New sysctl (net.inet.tcp.maxunacktime), which provides a default value for this feature.
New socket option (TCP_MAXUNACKTIME), which lets an application set it on a per-socket basis. (If set on the listen socket, connections accepted through the listen socket will inherit the setting.)

The feature defaults to being disabled.

The mechanism is fairly simple:

Record the time we add new data to the socket buffer or transmit new data on an idle connection.
Update that time when the remote peer's cumulative ACK moves more than one byte. (This avoids counting ACKd persist probes.)
When the persist or retransmit timer notice that we haven't received an acknowledgement for the data at the head of the output queue within the maxunacktime, they will reset the connection.

Test Plan

Tested with a script that holds open a connection with data in the output buffer. The code behaves as described.

Diff Detail

Repository

rS FreeBSD src repository - subversion

Lint

Lint Passed

Unit

No Test Coverage

Build Status

Buildable 16025
Build 16002: arc lint + arc unit

Event Timeline

jtl created this revision.Apr 6 2018, 7:48 PM

Herald added 1 blocking reviewer(s): transport. · View Herald TranscriptApr 6 2018, 7:48 PM

Herald added a subscriber: imp. · View Herald Transcript

Harbormaster completed remote builds in B16025: Diff 41201.Apr 6 2018, 7:48 PM

I'm not sure it is a good idea to have a sysctl for the default value. I would prefer to have the default value always be 0 (not changeable by a sysctl) and required the application to set a non-default value via the socket option. Why is there a need to change the default from "off" on a system wide base?

Will play with the extension in packetdrill over the weekend...

In D14993#320674, @tuexen wrote:

I'm not sure it is a good idea to have a sysctl for the default value. I would prefer to have the default value always be 0 (not changeable by a sysctl) and required the application to set a non-default value via the socket option. Why is there a need to change the default from "off" on a system wide base?

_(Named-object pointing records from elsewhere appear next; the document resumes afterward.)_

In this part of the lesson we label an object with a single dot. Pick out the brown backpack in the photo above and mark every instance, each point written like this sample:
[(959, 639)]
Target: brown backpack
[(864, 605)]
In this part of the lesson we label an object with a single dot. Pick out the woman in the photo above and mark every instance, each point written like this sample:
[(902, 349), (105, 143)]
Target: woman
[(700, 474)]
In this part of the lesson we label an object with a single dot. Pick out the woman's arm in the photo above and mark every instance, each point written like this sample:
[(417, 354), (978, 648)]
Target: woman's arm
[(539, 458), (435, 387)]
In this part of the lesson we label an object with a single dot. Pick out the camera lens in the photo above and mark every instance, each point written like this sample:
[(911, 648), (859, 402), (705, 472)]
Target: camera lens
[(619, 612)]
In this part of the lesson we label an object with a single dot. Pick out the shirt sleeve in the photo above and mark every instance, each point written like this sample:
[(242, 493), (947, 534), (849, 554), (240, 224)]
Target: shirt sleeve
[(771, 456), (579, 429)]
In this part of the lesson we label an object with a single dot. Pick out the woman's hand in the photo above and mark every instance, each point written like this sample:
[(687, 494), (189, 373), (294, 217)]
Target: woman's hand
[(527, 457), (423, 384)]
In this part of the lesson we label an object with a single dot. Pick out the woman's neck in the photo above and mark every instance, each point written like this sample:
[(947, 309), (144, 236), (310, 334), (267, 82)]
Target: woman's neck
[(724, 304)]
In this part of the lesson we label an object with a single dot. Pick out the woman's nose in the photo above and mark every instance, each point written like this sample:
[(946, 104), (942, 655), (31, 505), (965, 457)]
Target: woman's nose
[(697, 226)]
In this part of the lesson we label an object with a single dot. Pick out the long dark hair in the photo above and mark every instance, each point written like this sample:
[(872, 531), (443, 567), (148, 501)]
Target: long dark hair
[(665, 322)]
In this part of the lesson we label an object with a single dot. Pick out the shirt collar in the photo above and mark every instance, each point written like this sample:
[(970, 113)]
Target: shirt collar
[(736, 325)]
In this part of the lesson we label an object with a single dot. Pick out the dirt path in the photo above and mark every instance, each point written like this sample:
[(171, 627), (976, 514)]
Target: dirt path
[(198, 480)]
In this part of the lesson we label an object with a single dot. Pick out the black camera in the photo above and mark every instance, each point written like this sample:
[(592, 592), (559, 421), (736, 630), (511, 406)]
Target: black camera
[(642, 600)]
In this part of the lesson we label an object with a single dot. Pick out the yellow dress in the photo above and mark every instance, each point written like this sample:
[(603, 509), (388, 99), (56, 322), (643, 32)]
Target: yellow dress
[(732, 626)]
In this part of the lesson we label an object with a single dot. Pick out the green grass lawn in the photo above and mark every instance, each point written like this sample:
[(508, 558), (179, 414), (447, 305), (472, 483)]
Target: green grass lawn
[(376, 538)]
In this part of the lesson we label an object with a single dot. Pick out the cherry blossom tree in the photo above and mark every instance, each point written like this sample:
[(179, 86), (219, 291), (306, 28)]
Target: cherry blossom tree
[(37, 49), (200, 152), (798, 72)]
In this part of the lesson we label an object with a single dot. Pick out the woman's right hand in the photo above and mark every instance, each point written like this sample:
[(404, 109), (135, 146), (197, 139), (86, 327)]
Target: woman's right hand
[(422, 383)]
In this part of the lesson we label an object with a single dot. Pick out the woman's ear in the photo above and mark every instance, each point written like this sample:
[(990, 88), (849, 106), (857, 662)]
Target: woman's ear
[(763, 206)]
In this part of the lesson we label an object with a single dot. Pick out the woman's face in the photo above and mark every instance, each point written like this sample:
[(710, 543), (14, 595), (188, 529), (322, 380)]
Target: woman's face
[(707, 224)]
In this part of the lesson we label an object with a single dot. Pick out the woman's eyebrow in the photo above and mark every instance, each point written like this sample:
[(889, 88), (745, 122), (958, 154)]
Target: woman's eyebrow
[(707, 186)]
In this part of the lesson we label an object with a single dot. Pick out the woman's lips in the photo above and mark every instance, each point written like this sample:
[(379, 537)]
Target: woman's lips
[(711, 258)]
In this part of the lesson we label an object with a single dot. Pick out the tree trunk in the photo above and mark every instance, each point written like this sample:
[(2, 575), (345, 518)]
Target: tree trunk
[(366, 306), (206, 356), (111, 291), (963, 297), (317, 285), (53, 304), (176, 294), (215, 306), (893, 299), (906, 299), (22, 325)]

I don't have a particular use case. I assumed it might be easier, in some environments, to change the default rather than change the application code. However, I don't feel strongly that we need to support a non-0 system-wide default.

tuexen added inline comments.Apr 27 2018, 2:00 PM

sys/netinet/tcp_var.h
127	This field was already added in r333041. So the patch does not apply cleanly anymore.

In D14993#320689, @jtl wrote:

In D14993#320674, @tuexen wrote:

I'm not sure it is a good idea to have a sysctl for the default value. I would prefer to have the default value always be 0 (not changeable by a sysctl) and required the application to set a non-default value via the socket option. Why is there a need to change the default from "off" on a system wide base?

I don't have a particular use case. I assumed it might be easier, in some environments, to change the default rather than change the application code. However, I don't feel strongly that we need to support a non-0 system-wide default.

This works nicely if you have only a single application running on your system. But whatever is fine for your application might not be intended for sshd used to access this system...

OK, I tested this patch and think it is OK to commit under the assumption of removing the sysctl variable net.inet.tcp.maxunacktime.